Agorà

Il romanzo. Uno spazzino a Friburgo. L’umile mistica di Michel Simonet

Alessandro Zaccuri venerdì 9 giugno 2023

Ogni tanto, mentre gira con il suo carretto per le vie di Friburgo, Michel Simonet incontra qualche ammiratore in vena di esagerazione. «Ma è vero che eri un ingegnere prima di spazzare la strada?», gli chiedono. Oppure: «Ma tu eri un avvocato, prima? Giusto?». Più che con filosofia, l’interessato la prende con un pizzico di ironia spirituale: «Il Vangelo dice il vero – annota –. Chiunque si abbassa sarà innalzato. E persino sovra-innalzato». Né avvocato né ingegnere, per diventare netturbino Michelet ha comunque rinunciato a un posto da impiegato. «Non sono finito a fare lo stradino, ho cominciato», rivendica dalle pagine di Lo spazzino e la rosa, singolare e affascinante libro di esordio di uno scrittore orgogliosamente anomalo (AnimaMundi, pagine 160, euro 15,00).

Nato a Zurigo nel 1962, Simonet ha studiato teologia per un paio d’anni, dopo di che non ha mai smesso di praticarla, come dimostrano le riflessioni dedicate alla terminologia greca adoperata da Paolo per riferirsi alla «spazzatura». Simonet è padre di una famiglia numerosa (la moglie avrebbe voluto quattro figli, lui si sarebbe accontentato di tre, alla fine si sono accordati per sette) e spiega di aver preso gli appunti per il suo libro servendosi di un vecchio cellulare passatogli da una delle ragazze di casa. A Lo spazzino e la rosa – uscito in francese nel 2015 e adesso felicemente tradotto da Anna D’Elia per AnimaMundi – è seguito nel 2021 Un couple et sept couffins, nel quale Simonet riprende ed estende l’intuizione di un legame intimo, irrinunciabile fino alla rima, tra «letterario» e «proletario».

Le sue parole hanno la ponderata leggerezza di un mistico della quotidianità come Christian Bobin.

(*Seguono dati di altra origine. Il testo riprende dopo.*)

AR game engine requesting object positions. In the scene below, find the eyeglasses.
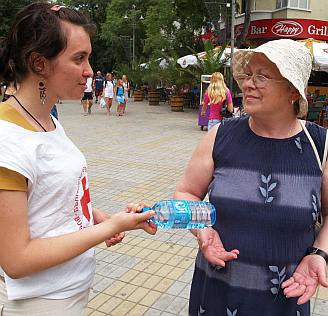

Sono un’esaltazione del minimo e del ricorrente, sono la celebrazione di uno sguardo grato e incantato, capace di riconoscere «la grazia del momento» nel mezzo dei rifiuti che copiosamente (e a volte disgustosamente) si depositano nei cestini svuotati ogni giorno con pazienza. Gli aneddoti sono molto numerosi, come ci è giusto aspettarsi da un racconto nato letteralmente “sulla strada”, ma a sostenerli è sempre la ricerca della profondità nella semplicità. Mentre riconosce nel proprio lavoro gli estremi della condizione monastica, Simonet dichiara di professare la cosiddetta «fede del carbonaio», e cioè l’adesione al Vangelo nella sua forma più elementare e tenace: «Sono un cristiano dell’aria aperta – dice di sé –, parrocchiano della strada, e cattolico per rivendicazione, sacrestia e leggio. Che nutre una certa simpatia per tutto ciò che sostiene l’amore concreto, universale e incondizionato per il prossimo».

Da questa attitudine alla contemplazione («Non sono mai le meraviglie a mancare, ma la capacità di meravigliarsi attraverso tutti i sensi») discende anche la naturale propensione all’umorismo che scandisce il resoconto di Lo spazzino e la rosa. Anche quando scherza, Simonet fa comunque sul serio. La sua avversione per il rumoroso e vorace macchinario del quale deve servirsi per pulire i marciapiedi lo porta, per esempio, a vagheggiare una dispensa vescovile in tempo di Quaresima, giustificata dal fatto che l’aggeggio porta il peccaminoso nome di Glutton, “ghiottone”. Ai marchingegni lo scrittore continua a preferire il suo carretto, sul quale tiene d’abitudine una rosa con tanto di apposita ampolla d’acqua che ne impedisca l’appassimento. Dono quotidiano di un fioraio, la rosa è l’emblema del valore «immateriale» della pulizia, di per sé invisibile – si osserva in uno dei passaggi più rivelatori – in quanto risultato dell’assenza di sporco.

C’è molta concretezza nelle descrizioni di Simonet, che condivide con il lettore più di un trucco del mestiere, e nello stesso c’è molta poesia. Anzi, ci sono molti inserti in versi, nei quali l’autore si abbandona al suo gusto per le assonanze e le libere associazioni verbali. Benché si presenti sotto la livrea dell’umiltà, Lo spazzino e la rosa è infatti un testo colto ed elegante, cesellato da un intenditore che colleziona i classici della Pléiade grazie alle monete trovate per strada e che non nasconde la sua ammirazione per un grande scrittore come Jacques Chessex, finora solo sfiorato dal pubblico italiano.